12. Success and Reach Measurement
We aim to determine how our online offering is used. In this context, we can measure the success and reach of our activities and operations as well as the impact of third-party links on our website. We can also experiment and compare how different parts or versions of our online offering are used («A/B test» method). Based on the results of the success and reach measurement, we can fix errors, strengthen popular content, or make improvements to our online offering.
For success and reach measurement, the internet protocol (IP) addresses of individual users are usually stored. In this case, IP addresses are generally truncated («IP masking») to follow the principle of data minimization through pseudonymization.
Cookies may be used for success and reach measurement, and user profiles may be created. Any created user profiles may include visited individual pages or viewed content on our website, information about the size of the screen or browser window, and the – at least approximate – location. Generally, any user profiles created are pseudonymized and not used to identify individual users. Certain third-party services where users are logged in may associate the use of our online offering with the user account or profile at that respective service.
We particularly use:
- Google Analytics: Success and reach measurement; Provider: Google; Google Analytics-specific information: Measurement across different browsers and devices (cross-device tracking) as well as with pseudonymized internet protocol (IP) addresses, which are exceptionally transmitted in full to Google in the USA, «Privacy», «Browser add-on to deactivate Google Analytics».

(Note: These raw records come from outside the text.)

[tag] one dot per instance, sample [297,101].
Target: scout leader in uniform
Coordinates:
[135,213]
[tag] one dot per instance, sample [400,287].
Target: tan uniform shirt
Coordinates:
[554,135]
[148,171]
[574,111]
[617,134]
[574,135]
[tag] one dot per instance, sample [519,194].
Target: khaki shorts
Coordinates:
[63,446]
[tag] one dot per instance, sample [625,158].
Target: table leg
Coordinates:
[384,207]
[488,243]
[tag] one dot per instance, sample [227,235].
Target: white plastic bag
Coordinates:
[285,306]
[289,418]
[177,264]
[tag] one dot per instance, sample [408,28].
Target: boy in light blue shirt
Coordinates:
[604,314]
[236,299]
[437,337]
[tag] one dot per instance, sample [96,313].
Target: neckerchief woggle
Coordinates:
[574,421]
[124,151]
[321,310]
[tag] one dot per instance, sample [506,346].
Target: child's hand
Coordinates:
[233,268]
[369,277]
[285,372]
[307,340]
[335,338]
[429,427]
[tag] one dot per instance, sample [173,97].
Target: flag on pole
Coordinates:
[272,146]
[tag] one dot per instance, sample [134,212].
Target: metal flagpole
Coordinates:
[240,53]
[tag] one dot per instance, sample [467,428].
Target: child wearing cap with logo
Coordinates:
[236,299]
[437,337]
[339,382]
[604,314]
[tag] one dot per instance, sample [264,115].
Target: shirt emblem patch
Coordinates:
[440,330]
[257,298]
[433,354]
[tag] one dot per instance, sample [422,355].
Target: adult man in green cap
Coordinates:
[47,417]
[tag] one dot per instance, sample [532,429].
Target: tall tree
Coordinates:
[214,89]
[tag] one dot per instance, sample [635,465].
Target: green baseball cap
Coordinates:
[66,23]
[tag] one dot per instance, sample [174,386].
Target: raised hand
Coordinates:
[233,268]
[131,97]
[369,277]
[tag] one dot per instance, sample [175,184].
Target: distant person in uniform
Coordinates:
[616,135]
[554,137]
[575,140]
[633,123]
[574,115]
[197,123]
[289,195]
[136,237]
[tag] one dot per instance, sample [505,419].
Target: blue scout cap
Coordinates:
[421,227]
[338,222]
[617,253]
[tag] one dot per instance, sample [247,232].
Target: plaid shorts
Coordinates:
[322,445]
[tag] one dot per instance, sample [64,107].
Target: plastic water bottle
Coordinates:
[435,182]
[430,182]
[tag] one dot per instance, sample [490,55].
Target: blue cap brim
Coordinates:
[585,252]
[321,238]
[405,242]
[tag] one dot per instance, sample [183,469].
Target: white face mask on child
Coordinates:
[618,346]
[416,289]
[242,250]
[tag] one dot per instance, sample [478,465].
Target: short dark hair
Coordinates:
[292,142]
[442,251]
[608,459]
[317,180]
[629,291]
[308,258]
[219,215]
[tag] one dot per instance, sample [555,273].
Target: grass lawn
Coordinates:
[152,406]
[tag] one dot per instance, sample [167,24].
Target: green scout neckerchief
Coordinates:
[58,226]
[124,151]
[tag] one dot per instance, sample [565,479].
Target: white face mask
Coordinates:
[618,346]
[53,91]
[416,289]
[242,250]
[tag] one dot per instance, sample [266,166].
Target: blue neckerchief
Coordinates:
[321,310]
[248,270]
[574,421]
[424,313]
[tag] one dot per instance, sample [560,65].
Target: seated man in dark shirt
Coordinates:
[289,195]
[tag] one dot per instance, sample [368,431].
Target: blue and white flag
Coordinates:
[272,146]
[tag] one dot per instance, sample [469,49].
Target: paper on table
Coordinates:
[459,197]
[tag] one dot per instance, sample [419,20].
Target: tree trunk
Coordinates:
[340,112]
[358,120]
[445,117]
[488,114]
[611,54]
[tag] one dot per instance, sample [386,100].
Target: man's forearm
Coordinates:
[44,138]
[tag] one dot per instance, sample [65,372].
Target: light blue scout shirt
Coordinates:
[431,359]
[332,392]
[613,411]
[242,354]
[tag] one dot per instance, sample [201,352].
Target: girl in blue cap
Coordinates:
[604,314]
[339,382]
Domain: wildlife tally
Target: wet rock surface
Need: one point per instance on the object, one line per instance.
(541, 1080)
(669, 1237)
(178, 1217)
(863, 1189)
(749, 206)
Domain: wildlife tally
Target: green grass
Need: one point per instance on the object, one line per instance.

- Google Tag Manager: Integration and management of other services for success and reach measurement as well as other services from Google and third parties; Provider: Google; Google Tag Manager-specific information: «Data collected with Google Tag Manager»; further privacy information can be found with the individual integrated and managed services.
- Matomo: Success and reach measurement; Provider: Matomo (free open-source software); Privacy information: Used on our own server infrastructure with pseudonymized internet protocol (IP) addresses, «List of all Matomo features».
13. Final Provisions
We have adapted or supplemented some of the information in this data protection declaration ourselves.
We reserve the right to adjust and supplement this privacy policy at any time. We will inform about such adjustments and supplements in an appropriate manner, especially through the publication of the current privacy policy on our website.